Delays To Scheduled Operations
Incident Report for Files.com
Postmortem

On May 15th, 2023, at 1:41 AM PST, Files.com received customer reports of delays to batch and scheduled operations which resulted in an incident being declared.  The Incident Management Team (IMT) convened and immediately began investigation. 

Files.com released an initial Status Page posting on May 15th, 2023, at 1:54 AM PST stating: 

“Delays To Batch and Scheduled Operations:  We are investigating reports of delays to batch and scheduled operations, including but not limited to scheduled and ad-hoc syncs, moves, copies, file transformations, automations, webhooks, batch deletes, email delivery, previews, and similar batch operations. 

This situation should not affect real-time operations such as FTP, SFTP, AS2, and other operations where Files.com acts as a server.” 

Files.com released an updated Status Page posting on May 15th, 2023 at 2:16 AM PST stating:  

“We are continuing to investigate this issue.”   

The delays to batch and scheduled operations was resolved on May 15th, 2023, at 2:16 AM PST, returning the platform to full functionality. 

Files.com released a resolution Status Page posting on May 15th, 2023, at 2:20 AM PST stating: 

“We have resolved a situation causing delays to scheduled operations around syncs. 

Operations were delayed beginning at 17:45 PDT and ending by 2:16 PDT. All operations did successfully complete despite delays.  

This situation was only a delay of scheduled syncs and did not affect real-time operations such as FTP, SFTP, AS2, and other operations where Files.com acts as a server.”  

As part of the incident postmortem, the root cause was identified: 

Files.com uses an internally-developed job scheduling software to manage certain background tasks such as syncs.  Due to a bug in the software, a value larger than 32-bit was inadvertently stored into a database column only able to hold 32-bit values.  The software correctly identified the discrepancy and stopped job processing for Sync jobs specifically until the issue could be manually resolved.    

After becoming aware of the issue, our team pushed several fixes to improve the robustness of this part of the scheduling software.  The root cause of this issue was insufficient testing of the job scheduling software against edge cases such as bad data in a database.   

This incident was further complicated by the fact that it was not detected by our internal monitoring systems at all.  We responded to this incident after being alerted by one of our Enterprise Support customers via our 24/7 contact line for Enterprise Support customers.   

Frankly, we are embarrassed about this.  We conducted a full investigation into the alerting situation and determined that although we did have monitoring about Sync job processing, our alerts for Sync jobs were based on Error Count, not Success Count.   

So a situation like this one where 0 Errors occurred and 0 Successes occurred during a monitoring interval did not result in an alert.   

We have updated our alerting rules to look at Success Count in addition to Error count.  Additionally we will soon be rolling out a brand new internal monitoring system that will provide an independent source of alerting and monitoring for the entire Sync process.  

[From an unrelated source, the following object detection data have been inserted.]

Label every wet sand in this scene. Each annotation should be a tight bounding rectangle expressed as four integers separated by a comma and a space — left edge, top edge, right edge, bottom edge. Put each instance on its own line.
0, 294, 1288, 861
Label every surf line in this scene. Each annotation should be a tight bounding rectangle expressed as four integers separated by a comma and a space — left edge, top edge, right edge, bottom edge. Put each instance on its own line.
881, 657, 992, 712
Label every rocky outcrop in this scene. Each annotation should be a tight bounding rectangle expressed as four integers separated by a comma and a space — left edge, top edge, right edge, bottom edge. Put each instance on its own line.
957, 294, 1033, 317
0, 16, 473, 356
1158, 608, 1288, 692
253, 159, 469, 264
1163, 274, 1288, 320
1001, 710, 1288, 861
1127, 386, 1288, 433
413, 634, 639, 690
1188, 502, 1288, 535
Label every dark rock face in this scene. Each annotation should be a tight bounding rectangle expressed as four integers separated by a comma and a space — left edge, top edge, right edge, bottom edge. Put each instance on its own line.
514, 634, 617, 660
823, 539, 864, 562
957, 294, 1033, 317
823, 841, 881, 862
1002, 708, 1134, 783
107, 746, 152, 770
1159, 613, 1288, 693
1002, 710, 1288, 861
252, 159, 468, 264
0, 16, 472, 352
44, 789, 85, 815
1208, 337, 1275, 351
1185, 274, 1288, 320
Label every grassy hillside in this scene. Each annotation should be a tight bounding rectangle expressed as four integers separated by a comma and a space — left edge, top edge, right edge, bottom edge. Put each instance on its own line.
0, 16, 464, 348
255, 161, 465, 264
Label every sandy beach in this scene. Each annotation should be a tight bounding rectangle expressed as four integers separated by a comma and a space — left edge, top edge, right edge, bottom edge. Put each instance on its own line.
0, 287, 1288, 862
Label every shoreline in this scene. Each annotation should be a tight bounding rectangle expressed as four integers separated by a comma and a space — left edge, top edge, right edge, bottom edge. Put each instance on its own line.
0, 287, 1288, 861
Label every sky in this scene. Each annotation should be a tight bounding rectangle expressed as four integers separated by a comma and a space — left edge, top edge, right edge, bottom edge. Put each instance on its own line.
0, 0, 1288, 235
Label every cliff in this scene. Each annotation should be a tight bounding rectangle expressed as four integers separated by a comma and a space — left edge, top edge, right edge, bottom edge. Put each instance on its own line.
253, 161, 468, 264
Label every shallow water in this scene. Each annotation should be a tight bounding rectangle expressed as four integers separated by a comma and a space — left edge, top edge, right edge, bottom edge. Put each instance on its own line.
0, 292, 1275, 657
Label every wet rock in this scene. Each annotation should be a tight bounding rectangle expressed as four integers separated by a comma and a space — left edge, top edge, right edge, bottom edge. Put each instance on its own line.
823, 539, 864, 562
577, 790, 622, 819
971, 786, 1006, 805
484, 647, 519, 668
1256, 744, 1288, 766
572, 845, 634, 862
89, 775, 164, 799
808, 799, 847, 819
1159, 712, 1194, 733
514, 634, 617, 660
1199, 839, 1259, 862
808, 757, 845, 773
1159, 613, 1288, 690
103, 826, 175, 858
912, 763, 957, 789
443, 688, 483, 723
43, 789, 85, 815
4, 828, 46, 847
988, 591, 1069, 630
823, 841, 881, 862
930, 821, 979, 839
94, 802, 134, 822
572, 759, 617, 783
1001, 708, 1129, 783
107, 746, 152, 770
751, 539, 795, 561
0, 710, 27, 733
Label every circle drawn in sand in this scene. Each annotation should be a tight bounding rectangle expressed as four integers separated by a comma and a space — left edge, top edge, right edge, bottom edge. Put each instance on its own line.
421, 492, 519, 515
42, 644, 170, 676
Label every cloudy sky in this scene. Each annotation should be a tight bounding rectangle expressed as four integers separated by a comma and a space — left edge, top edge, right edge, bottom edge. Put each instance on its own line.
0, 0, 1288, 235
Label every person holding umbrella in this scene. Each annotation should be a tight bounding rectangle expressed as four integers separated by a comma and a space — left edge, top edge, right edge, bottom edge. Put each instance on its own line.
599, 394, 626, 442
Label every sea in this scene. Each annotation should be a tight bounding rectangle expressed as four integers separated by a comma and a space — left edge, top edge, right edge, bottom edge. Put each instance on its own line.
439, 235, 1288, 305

We greatly appreciate your patience and understanding as we resolved this issue. If you need additional assistance or continue to experience issues, please contact our Customer Support team.

Posted Jun 01, 2023 - 11:19 PDT

Resolved
We have resolved a situation causing delays to scheduled operations around syncs.

Operations were delayed beginning at 17:45 PDT and ending by 2:16 PDT. All operations did successfully complete despite delays.

This situation was only a delay of scheduled syncs and did not affect real-time operations such as FTP, SFTP, AS2, and other operations where Files.com acts as a server.
Posted May 15, 2023 - 02:20 PDT
Update
We are continuing to investigate this issue.
Posted May 15, 2023 - 02:16 PDT
Update
We are continuing to investigate this issue.
Posted May 15, 2023 - 01:55 PDT
Investigating
We are investigating reports of delays to batch and scheduled operations, including but not limited to scheduled and ad-hoc syncs, moves, copies, file transformations, automations, webhooks, batch deletes, email delivery, previews, and similar batch operations.

This situation should not affect real-time operations such as FTP, SFTP, AS2, and other operations where Files.com acts as a server.
Posted May 15, 2023 - 01:54 PDT
This incident affected: Background Jobs, including Sync and Webhooks.